И слушает его коллектив максимально заинтересованно и благожелательно (как и всех, всегда), полное внимание к каждой фразе — удачному обрадуются, неудачного не пропустят. И мнение свое каждый будет отстаивать до конца.
Слушают стихи горняки-сокружковцы: Володя Британишский, Алик Городницкий, Гена Трофимов, Виктор Салов, Лина Гольдман, Миша Судо, Саша Гдалин, Виктор Никитин... И что кому на роду написано по жизни и по литературе — одному Богу ведомо.

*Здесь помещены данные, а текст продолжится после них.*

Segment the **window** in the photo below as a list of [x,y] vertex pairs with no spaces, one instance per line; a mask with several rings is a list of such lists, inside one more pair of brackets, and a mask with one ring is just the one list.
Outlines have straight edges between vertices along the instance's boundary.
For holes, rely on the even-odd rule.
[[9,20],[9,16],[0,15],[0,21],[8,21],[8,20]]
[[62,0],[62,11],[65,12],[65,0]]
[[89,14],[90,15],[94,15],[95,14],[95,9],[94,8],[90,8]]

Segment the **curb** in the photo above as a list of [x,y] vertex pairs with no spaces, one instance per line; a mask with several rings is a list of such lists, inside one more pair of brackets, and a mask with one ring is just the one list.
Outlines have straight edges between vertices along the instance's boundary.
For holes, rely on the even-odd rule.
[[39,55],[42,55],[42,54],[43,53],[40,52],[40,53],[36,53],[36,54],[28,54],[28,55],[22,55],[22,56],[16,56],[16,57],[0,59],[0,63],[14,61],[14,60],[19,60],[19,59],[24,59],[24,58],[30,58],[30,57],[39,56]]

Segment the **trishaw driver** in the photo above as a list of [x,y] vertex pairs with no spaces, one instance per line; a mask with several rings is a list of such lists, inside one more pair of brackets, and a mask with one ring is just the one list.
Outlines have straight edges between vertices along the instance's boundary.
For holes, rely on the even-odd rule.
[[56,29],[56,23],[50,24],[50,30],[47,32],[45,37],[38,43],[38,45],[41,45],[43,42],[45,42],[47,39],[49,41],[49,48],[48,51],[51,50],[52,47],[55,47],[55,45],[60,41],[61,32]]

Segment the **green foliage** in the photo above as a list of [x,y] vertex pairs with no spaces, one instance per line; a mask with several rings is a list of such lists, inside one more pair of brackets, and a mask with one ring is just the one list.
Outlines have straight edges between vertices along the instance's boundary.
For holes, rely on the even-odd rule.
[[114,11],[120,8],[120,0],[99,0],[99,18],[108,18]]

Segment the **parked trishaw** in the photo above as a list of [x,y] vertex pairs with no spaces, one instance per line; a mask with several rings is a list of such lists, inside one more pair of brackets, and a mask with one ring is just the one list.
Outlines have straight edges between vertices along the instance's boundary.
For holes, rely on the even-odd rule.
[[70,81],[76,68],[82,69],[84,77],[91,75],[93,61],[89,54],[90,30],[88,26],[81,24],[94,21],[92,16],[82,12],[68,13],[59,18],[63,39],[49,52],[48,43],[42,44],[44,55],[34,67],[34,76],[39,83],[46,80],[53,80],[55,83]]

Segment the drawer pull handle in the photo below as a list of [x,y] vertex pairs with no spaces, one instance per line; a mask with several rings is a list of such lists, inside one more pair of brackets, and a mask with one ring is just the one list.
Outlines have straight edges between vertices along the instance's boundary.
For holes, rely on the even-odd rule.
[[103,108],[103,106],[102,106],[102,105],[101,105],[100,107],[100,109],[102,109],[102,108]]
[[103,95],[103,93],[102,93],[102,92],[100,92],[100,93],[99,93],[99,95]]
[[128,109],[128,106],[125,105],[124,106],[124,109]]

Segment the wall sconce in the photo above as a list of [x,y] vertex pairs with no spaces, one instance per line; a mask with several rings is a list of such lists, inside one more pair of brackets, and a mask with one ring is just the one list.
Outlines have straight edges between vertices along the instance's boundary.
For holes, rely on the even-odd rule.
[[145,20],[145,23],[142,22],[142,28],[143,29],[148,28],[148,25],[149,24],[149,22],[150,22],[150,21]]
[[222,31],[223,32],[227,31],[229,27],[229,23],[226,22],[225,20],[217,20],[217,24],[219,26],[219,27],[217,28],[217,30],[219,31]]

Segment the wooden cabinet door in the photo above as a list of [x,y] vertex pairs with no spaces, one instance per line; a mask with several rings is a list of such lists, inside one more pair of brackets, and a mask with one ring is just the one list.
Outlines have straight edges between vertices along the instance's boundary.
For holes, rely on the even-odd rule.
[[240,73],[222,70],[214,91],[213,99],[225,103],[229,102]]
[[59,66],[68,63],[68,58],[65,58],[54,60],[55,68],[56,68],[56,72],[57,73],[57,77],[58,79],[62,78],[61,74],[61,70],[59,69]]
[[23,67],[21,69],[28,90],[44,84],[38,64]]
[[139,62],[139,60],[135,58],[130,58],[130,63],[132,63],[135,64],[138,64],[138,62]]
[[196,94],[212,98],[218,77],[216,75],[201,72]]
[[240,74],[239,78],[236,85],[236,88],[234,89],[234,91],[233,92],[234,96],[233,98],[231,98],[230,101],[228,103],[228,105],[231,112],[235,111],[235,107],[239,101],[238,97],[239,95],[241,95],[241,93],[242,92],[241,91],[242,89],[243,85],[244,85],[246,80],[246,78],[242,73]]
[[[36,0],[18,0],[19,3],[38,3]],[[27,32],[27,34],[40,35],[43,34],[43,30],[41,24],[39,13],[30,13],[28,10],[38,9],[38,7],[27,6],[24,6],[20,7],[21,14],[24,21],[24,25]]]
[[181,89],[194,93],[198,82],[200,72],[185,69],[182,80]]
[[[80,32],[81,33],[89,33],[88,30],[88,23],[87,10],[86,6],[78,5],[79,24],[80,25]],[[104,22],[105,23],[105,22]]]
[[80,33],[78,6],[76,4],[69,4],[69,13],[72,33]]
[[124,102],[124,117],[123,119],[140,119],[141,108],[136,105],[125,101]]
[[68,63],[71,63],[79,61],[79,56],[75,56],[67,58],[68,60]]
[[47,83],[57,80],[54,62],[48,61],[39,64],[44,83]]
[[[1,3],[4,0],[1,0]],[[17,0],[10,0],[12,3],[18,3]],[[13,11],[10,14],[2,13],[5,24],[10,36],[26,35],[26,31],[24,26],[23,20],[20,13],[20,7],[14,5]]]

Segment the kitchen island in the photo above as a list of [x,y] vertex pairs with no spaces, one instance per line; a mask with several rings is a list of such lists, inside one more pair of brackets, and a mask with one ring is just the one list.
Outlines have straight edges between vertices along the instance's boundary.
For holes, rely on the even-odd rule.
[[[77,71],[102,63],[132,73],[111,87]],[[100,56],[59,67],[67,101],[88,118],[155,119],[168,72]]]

Высокий худой третьекурсник Володя Брит писал стихи, критиковать которые, на мой взгляд, было просто не за что. Форма стихов была совершенна, а их содержание находило неизменный отклик в моей душе, во всяком случае — по вложенной в них мысли. Выросший в семье художника, очень известного в двадцатые годы, запойный книгочей с раннего детства, знаток живописи, философии. музыки, золотой медалист, никогда, по-моему, не получавший даже четверок, Брит был интеллектуалом и истым интеллигентом. Писал он с детства, а лет с четырнадиати уже переводил английских поэтов. При всей своей интеллектуальной высоте был Володя врожденно демократичен и в жизни, и в творчестве. В его стихах не было и тени снобизма или литературщины, стихи были искренни и просты.